14. The query error correction method according to claim 1, characterized in that, before determining at least one candidate information of the query information based on the query information and the target error correction data matched with the user, the Said method also includes any of the following:

Based on the user group of the user, determining the error correction data of the user group as the target error correction data matching the user, the error correction data of the user group includes the interest data set of the user group;

Based on the user group of the user, determining the error correction data of the user and the error correction data of the user group as the target error correction data, and the error correction data of the user includes the interest data of the user;

Based on the user group of the user, determining the error correction data and general error correction data of the user group as the target error correction data, the general error correction data including the interest data set of global users of the target application;

Based on the user group of the user, the error correction data of the user, the error correction data of the user group and the common error correction data are determined as the target error correction data.

15. A query error correction device, characterized in that the device comprises:

The first determination module is configured to determine first error indication information of the query information based on a target model matched with the user in response to receiving query information input by the user into the search box, and the target model is used to determine the first error indication information of the query information based on the target model The user's interest data in the target application determines whether the information input into the target model is wrong;

A candidate determination module, configured to determine at least one candidate associated with the query information based on the target error correction data matching the user and the query information in response to the first error indication information indicating that the query information is wrong Information, the target error correction data at least includes the interest data of the user in the target application;

A second determining module, configured to determine second error indication information of the at least one candidate information based on the target model;

A correction module, configured to determine correction information of the query information from the at least one candidate information based on the second error indication information.

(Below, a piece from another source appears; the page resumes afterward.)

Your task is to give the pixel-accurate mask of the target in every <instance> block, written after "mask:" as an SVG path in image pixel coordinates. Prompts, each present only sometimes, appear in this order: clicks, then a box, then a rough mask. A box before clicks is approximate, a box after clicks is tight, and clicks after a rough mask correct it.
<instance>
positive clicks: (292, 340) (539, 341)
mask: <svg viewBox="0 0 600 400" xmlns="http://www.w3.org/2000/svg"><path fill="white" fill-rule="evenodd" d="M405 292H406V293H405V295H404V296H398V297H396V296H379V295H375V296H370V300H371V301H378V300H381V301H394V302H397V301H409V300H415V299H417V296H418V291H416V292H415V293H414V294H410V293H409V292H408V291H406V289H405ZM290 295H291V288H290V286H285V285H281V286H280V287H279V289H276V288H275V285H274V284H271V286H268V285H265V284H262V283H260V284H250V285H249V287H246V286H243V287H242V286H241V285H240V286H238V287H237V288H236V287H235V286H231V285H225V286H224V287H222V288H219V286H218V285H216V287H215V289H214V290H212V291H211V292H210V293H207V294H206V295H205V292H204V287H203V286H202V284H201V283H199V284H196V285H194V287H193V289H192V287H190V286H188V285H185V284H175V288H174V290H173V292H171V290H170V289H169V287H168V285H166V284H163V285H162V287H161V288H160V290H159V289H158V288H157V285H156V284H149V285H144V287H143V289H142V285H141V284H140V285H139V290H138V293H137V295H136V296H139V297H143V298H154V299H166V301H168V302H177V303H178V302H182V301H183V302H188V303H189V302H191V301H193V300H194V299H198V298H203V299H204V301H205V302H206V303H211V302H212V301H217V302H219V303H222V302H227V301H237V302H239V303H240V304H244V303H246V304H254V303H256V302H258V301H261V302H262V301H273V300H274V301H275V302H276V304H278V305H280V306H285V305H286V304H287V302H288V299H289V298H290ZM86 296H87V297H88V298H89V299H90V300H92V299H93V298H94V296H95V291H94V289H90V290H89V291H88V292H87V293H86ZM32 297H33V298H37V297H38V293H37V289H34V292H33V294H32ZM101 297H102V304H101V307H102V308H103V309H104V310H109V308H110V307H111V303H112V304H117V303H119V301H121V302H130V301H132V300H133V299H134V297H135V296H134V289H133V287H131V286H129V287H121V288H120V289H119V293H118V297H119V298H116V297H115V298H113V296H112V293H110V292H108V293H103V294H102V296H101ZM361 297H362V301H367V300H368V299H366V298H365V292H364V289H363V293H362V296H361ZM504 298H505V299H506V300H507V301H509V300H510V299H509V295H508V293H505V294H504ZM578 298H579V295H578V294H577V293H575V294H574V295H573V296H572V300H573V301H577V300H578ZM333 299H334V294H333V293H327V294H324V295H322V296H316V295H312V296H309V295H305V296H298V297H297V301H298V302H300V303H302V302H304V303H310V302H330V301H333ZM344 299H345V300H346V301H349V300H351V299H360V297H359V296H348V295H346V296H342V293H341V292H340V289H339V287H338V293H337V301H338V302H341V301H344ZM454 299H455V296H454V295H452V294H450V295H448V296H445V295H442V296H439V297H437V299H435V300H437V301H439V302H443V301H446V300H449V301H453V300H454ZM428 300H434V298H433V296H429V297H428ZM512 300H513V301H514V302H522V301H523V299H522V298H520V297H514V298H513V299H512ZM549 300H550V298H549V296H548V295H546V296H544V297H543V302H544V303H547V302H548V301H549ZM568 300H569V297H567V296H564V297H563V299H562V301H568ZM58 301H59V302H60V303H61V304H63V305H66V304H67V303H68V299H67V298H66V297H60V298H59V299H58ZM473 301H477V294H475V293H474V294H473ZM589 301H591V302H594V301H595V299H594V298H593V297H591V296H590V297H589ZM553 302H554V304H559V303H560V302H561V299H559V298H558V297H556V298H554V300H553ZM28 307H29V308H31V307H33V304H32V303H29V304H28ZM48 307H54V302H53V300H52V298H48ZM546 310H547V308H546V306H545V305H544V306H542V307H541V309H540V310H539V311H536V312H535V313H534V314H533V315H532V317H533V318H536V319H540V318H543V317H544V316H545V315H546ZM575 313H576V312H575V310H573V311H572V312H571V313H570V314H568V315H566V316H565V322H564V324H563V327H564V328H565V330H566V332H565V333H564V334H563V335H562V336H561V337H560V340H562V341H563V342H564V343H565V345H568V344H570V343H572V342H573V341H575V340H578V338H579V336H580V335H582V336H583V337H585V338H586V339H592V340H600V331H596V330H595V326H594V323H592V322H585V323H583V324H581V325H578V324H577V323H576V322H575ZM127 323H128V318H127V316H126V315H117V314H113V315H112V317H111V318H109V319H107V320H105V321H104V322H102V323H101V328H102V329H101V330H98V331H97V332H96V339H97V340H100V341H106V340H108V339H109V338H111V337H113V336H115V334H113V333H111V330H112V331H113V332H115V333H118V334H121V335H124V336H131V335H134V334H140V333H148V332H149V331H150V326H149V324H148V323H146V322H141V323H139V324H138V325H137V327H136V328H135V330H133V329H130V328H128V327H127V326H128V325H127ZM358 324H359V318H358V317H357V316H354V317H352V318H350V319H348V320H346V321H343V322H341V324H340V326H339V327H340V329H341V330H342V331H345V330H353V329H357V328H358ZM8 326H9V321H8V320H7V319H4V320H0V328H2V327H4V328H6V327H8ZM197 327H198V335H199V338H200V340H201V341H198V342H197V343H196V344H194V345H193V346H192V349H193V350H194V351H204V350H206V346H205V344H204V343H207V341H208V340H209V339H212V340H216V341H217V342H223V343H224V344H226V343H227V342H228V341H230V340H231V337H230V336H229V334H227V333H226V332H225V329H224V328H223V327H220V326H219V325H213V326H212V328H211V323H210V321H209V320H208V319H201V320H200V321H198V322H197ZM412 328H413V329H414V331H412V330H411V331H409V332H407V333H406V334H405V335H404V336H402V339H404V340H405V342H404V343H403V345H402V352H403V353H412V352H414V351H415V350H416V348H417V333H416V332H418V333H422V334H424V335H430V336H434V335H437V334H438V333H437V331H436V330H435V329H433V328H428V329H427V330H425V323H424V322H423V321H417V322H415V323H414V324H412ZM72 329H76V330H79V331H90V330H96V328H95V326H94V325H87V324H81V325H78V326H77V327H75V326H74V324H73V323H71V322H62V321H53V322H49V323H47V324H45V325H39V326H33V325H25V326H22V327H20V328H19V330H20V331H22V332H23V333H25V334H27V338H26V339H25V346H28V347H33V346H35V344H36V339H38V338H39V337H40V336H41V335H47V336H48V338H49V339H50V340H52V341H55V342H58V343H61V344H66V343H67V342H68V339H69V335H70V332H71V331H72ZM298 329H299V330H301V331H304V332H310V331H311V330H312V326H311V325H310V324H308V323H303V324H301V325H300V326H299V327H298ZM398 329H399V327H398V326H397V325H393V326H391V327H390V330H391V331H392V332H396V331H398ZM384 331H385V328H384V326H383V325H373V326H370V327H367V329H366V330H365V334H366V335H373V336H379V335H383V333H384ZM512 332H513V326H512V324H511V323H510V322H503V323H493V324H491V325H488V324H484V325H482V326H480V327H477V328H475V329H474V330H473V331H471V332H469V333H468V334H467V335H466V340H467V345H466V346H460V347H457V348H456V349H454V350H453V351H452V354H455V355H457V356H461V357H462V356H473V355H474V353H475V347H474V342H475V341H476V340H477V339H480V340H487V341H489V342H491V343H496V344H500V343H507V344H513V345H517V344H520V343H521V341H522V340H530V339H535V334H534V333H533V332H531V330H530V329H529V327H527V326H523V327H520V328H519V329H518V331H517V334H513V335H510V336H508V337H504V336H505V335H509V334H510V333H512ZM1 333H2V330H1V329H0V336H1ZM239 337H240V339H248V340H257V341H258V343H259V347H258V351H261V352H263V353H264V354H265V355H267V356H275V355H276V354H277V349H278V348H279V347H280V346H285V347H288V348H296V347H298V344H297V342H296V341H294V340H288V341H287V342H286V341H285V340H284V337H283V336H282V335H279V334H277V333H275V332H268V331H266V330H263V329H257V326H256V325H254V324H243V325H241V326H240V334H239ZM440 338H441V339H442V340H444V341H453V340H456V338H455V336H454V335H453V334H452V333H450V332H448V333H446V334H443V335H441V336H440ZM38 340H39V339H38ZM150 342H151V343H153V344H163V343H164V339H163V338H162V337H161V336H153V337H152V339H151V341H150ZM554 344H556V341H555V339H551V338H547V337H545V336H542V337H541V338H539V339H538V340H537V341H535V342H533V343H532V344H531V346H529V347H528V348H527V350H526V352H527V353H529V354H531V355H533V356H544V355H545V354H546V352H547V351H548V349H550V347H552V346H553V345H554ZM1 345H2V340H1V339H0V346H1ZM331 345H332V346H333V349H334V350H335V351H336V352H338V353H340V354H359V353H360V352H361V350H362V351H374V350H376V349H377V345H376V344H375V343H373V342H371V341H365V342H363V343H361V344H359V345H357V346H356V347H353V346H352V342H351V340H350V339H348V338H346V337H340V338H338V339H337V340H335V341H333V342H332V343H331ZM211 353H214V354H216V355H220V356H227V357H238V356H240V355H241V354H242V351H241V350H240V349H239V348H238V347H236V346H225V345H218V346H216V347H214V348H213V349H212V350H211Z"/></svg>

16. A computer device comprising a memory, a processor and a computer program stored on the memory, wherein the processor executes the computer program to realize the query error correction described in any one of claims 1 to 14 method.

17. A computer-readable storage medium, on which a computer program is stored, wherein, when the computer program is executed by a processor, the query error correction method according to any one of claims 1 to 14 is implemented.

18. A computer program product, comprising a computer program, characterized in that, when the computer program is executed by a processor, the query error correction method according to any one of claims 1 to 14 is implemented.